# Floki
[](https://travis-ci.org/philss/floki)
[](https://hex.pm/packages/floki)
[](https://hex.pm/packages/floki)
[](http://inch-ci.org/github/philss/floki)
Floki is a simple HTML parser that enables search using query selectors like jQuery or CSS.
You can search elements by class, tag name and id.

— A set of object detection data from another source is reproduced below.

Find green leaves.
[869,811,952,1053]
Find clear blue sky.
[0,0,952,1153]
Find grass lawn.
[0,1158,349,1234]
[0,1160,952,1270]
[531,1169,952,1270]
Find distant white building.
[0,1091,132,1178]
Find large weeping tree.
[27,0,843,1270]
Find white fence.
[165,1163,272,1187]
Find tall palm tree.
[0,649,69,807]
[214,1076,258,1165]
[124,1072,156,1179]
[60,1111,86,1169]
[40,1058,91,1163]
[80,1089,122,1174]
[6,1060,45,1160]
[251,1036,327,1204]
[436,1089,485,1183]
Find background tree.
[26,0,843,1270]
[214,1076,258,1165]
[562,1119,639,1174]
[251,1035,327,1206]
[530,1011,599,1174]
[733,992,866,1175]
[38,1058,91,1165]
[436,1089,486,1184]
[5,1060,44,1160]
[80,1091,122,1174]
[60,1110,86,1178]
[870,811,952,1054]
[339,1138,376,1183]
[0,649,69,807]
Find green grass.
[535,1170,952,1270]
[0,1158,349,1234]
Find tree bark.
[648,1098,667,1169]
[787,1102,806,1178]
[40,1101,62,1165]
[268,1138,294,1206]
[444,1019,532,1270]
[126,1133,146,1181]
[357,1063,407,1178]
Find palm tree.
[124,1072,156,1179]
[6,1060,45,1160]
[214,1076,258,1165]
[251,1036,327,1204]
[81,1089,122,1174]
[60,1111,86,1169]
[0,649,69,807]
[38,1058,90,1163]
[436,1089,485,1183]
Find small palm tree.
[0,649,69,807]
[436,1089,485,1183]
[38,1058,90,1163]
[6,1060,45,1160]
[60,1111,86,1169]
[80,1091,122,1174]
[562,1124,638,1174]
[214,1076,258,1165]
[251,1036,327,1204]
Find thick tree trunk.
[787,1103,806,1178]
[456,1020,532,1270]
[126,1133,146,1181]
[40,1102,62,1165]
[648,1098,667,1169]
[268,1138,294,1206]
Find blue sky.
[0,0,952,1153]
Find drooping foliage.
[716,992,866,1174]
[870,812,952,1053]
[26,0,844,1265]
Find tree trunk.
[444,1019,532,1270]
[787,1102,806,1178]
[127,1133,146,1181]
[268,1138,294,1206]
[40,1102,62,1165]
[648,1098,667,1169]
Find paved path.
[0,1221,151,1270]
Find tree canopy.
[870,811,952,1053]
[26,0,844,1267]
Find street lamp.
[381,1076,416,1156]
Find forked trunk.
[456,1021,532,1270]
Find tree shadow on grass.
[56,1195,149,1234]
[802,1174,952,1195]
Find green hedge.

[Check the documentation](http://hexdocs.pm/floki).
## Example
Assuming that you have the following HTML:
```html
<!doctype html>
<html>
<body>
  <section id="content">
    <p class="headline">Floki</p>
    <a href="http://github.com/philss/floki">Github page</a>
    <span data-model="user">philss</span>
  </section>
  <a href="https://hex.pm/packages/floki">Hex package</a>
</body>
</html>
```
Here are some queries that you can perform (with return examples):
```elixir
Floki.find(html, "#content")
# => {"section", [{"id", "content"}],
# =>  [{"p", [{"class", "headline"}], ["Floki"]},
# =>   {"a", [{"href", "http://github.com/philss/floki"}], ["Github page"]}]}
Floki.find(html, ".headline") # returns a list with the `p` element
# => [{"p", [{"class", "headline"}], ["Floki"]}]
Floki.find(html, "a")
# => [{"a", [{"href", "http://github.com/philss/floki"}], ["Github page"]},
# =>  {"a", [{"href", "https://hex.pm/packages/floki"}], ["Hex package"]}]
Floki.find(html, "#content a")
# => [{"a", [{"href", "http://github.com/philss/floki"}], ["Github page"]}]
Floki.find(html, "[data-model=user]")
# => [{"span", [{"data-model", "user"}], ["philss"]}]
Floki.find(html, ".headline, a")
# => [{"p", [{"class", "headline"}], ["Floki"]},
# =>  {"a", [{"href", "http://github.com/philss/floki"}], ["Github page"]},
# =>  {"a", [{"href", "https://hex.pm/packages/floki"}], ["Hex package"]}]
```
Each HTML node is represented by a tuple like:
    {tag_name, attributes, children_nodes}
Example of node:
    {"p", [{"class", "headline"}], ["Floki"]}
So even if the only child node is the element text, it is represented
inside a list.
You can write a simple HTML crawler with Floki and [HTTPoison](https://github.com/edgurgel/httpoison):
```elixir
html
|> Floki.find(".pages a")
|> Floki.attribute("href")
|> Enum.map(fn(url) -> HTTPoison.get!(url) end)
```
It is simple as that!
## Installation
You can install Floki by adding a dependency to your mix file (mix.exs):
```elixir
defp deps do
  [
    {:floki, "~> 0.4"}
  ]
end
```
After that, run `mix deps.get`.
## API
To parse a HTML document, try:
```elixir
html = """
  <html>
  <body>
    <div class="example"></div>
  </body>
  </html>
"""
Floki.parse(html)
# => {"html", [], [{"body", [], [{"div", [{"class", "example"}], []}]}]}
```
To find elements with the class `example`, try:
```elixir
Floki.find(html, ".example")
# => [{"div", [{"class", "example"}], []}]
```
To fetch some attribute from elements, try:
```elixir
Floki.attribute(html, ".example", "class") # href or src are good possibilities to fetch links
# => ["example"]
```
You can also get attributes from elements that you already have:
```elixir
Floki.find(html, ".example")
|> Floki.attribute("class")
# => ["example"]
```
If you want to get the text from an element, try:
```elixir
Floki.find(html, ".headline")
|> Floki.text
# => "Floki"
```
## License
Floki is under MIT license. Check the `LICENSE` file for more details.